Célébrations et rituels à l’auberge

Les auberges étaient déjà fréquentées au Moyen-Âge pour des célébrations telles que les baptêmes, les anniversaires ou la fin des études universitaires. L’aubergiste décidait de tout. C’est lui qui déterminait le menu, les boissons et la place des clients. Il ne s’agissait pas de sympathies, mais de règles définies. Les voyageurs étaient placés en fonction de leur statut, de leur pouvoir et de leur richesse. Personne ne pouvait choisir son siège lui-même. La personne qui invitait l’assemblée était assise à un bout de la table. Les convives «de moindre importance» étaient à l’autre bout. Ainsi, la disposition des sièges variait en fonction de la constellation du jour. Tout le monde en était conscient et toute modification de l’ordre des places était minutieusement enregistrée. En effet, une promotion ou une relégation pouvait avoir des conséquences tant politiques que sociales pour les personnes concernées.

Il était très important que tous les convives se comportent correctement. Les conflits étaient malvenus, tout comme les petits groupes de discussion isolés. Les personnes invitées étaient obligées d’inviter à leur tour à une date ultérieure. À cette époque déjà, les cadeaux offerts par les invités étaient appréciés, mais pas obligatoires.

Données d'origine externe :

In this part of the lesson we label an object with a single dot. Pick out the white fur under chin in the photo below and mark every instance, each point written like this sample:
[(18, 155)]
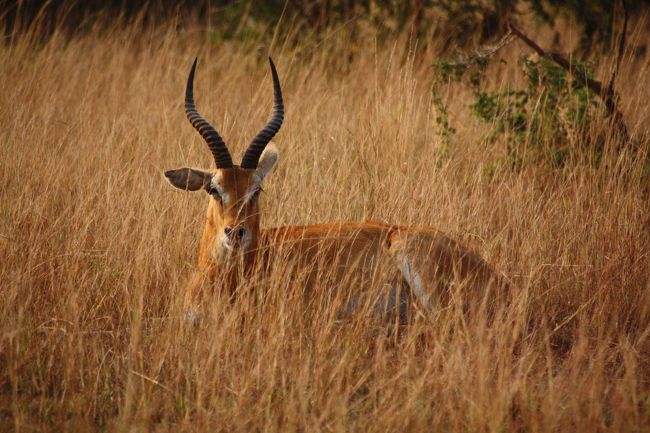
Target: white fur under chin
[(223, 249)]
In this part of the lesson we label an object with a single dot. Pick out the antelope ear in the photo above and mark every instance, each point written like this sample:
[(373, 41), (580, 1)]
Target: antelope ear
[(189, 179), (267, 160)]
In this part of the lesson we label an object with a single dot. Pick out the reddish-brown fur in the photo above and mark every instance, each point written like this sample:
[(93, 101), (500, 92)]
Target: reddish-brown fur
[(362, 254)]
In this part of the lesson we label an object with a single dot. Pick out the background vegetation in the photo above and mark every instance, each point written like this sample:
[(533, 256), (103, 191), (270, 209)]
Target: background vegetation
[(514, 159)]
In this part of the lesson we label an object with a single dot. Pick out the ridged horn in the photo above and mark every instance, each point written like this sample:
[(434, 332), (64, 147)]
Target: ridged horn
[(216, 144), (255, 149)]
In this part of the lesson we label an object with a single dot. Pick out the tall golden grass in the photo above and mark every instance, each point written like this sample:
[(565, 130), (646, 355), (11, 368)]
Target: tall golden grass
[(95, 247)]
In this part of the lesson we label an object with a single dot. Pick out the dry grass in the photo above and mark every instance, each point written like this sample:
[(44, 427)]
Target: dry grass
[(95, 248)]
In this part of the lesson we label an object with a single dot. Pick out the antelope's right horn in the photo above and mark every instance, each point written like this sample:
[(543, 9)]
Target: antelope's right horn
[(216, 144)]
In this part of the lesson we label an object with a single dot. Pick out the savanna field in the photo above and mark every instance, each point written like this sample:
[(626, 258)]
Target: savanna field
[(96, 247)]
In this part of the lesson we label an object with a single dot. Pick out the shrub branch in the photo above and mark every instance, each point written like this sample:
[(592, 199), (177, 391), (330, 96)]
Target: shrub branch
[(606, 93)]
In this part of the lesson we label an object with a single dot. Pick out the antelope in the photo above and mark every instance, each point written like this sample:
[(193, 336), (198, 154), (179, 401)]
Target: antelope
[(386, 266)]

Bien sûr, on buvait aussi à table. Mais, contrairement à la pratique contemporaine, les voyageurs ne trinquaient pas en entrechoquant leurs gobelets, et ils étaient tenus de boire. Chacun devait offrir une tournée de vin. On peut donc penser que l’alcool coulait à flots! Si la personne qui invitait l’assemblée avait reçu un gobelet en cadeau auparavant, il devait le faire remplir en permanence et le faire circuler parmi les convives. La tradition voulait également qu’il raconte en détail qui lui avait offert le gobelet et pourquoi.

 

Comparaison avec notre époque

De nombreuses règles d’hospitalité en cours au Moyen-Âge seraient probablement difficiles à appliquer aujourd’hui. Accepter un voyageur dans sa maison, payer son repas lorsqu’on est invité à titre privé ou partager son lit avec un étranger sont des pratiques qui ne correspondent plus à notre société moderne. En outre, le luxe proposé aujourd’hui par un hôtel haut de gamme ne peut pas même être comparé à celui des demeures royales et princières du Moyen-Âge.

Mais certaines caractéristiques de la nature humaine perdurent à travers les âges. Savourer un bon repas entre amis, boire une bonne bouteille en discutant ou encore recevoir des amis ou la famille chez soi en font partie.

L’article est tiré d’une conférence donnée lors du Forum des femmes GastroSuisse au château de Lenzbourg en septembre 2019. Les sources et les références sont disponibles auprès de l’auteure.